Probably better off buying a non NISMO Z if you were go with a Nissan... Nismo models are little heavier and only thing upgraded is suspension and body kits. I know in the older Z models and Sub.'s, the Z was a lot quicker than the stage 2 Sub WRX models and this was bone stock (raced plenty of them; not even close.) From your info you provided it seems HP to weight ratio the Sub is pretty good buy plus it is an all-wheel-drive system. The Z is more of a traditional sports car set up and is a bit harder to drive around a track. DO NOT; I Repeat do not buy a cheap Porsche. You are wasting your money. 2 reasons: 1. everyone I know who has a Porsche buys a 911 or some sort of upgraded 911 like a GT3 etc.

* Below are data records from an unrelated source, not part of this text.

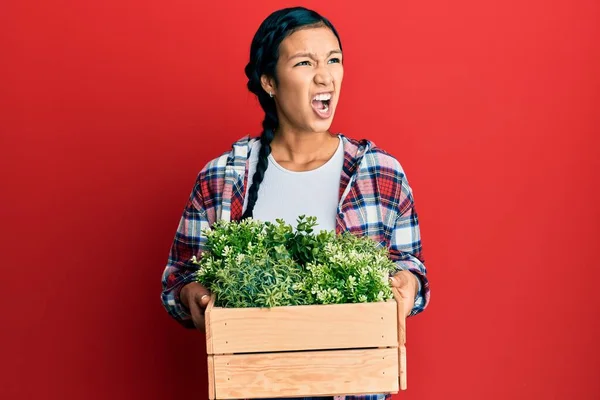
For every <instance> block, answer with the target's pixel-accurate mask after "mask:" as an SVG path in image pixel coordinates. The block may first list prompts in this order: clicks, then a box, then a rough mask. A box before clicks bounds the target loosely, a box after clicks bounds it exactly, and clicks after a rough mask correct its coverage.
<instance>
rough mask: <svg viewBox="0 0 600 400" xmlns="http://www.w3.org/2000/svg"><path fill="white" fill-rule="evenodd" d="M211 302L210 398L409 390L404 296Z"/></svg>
mask: <svg viewBox="0 0 600 400" xmlns="http://www.w3.org/2000/svg"><path fill="white" fill-rule="evenodd" d="M214 301H215V300H214V297H213V299H212V300H211V303H210V304H209V305H208V307H207V309H206V313H205V318H206V349H207V355H208V376H209V399H211V400H213V399H218V400H225V399H257V398H259V399H266V398H282V397H288V398H289V397H303V396H306V397H308V396H335V395H353V394H354V395H356V394H372V393H398V391H399V390H405V389H406V348H405V342H406V339H405V338H406V336H405V318H404V313H403V307H402V299H401V298H400V295H399V293H398V292H397V291H396V290H394V299H393V300H390V301H386V302H376V303H359V304H332V305H312V306H287V307H273V308H222V307H215V306H214Z"/></svg>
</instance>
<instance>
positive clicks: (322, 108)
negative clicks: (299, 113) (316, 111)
mask: <svg viewBox="0 0 600 400" xmlns="http://www.w3.org/2000/svg"><path fill="white" fill-rule="evenodd" d="M312 105H313V107H314V108H315V109H317V110H324V109H325V103H323V101H321V100H313V103H312Z"/></svg>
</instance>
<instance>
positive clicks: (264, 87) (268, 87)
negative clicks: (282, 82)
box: [260, 74, 276, 96]
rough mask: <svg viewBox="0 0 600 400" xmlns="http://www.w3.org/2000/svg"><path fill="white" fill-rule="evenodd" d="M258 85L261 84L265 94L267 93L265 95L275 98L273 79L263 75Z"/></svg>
mask: <svg viewBox="0 0 600 400" xmlns="http://www.w3.org/2000/svg"><path fill="white" fill-rule="evenodd" d="M260 84H261V86H262V88H263V90H264V91H265V92H267V94H272V95H273V96H275V94H276V87H275V79H273V78H271V77H270V76H267V75H264V74H263V75H262V76H261V77H260Z"/></svg>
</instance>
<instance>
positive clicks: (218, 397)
mask: <svg viewBox="0 0 600 400" xmlns="http://www.w3.org/2000/svg"><path fill="white" fill-rule="evenodd" d="M214 373H215V394H216V398H217V399H252V398H272V397H294V396H333V395H344V394H368V393H388V392H389V393H397V392H398V390H399V386H398V349H397V348H389V349H388V348H384V349H368V350H328V351H308V352H289V353H265V354H235V355H218V356H214Z"/></svg>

These guys all make fun of everybody who owns one and says they are not real Porches... according to them, “the line-ups were just added for sales purposes.” 2. If you don't like mechanic bills; don't buy a Porsche. They are kind of like a Rolex. They spend more time in the shop than they do on the track. Don't get me wrong if you buy a 911 of sorts you will smiling ear to ear after driving it, but you will spend a ton keeping it in tip top shape
Happy hunting…


----------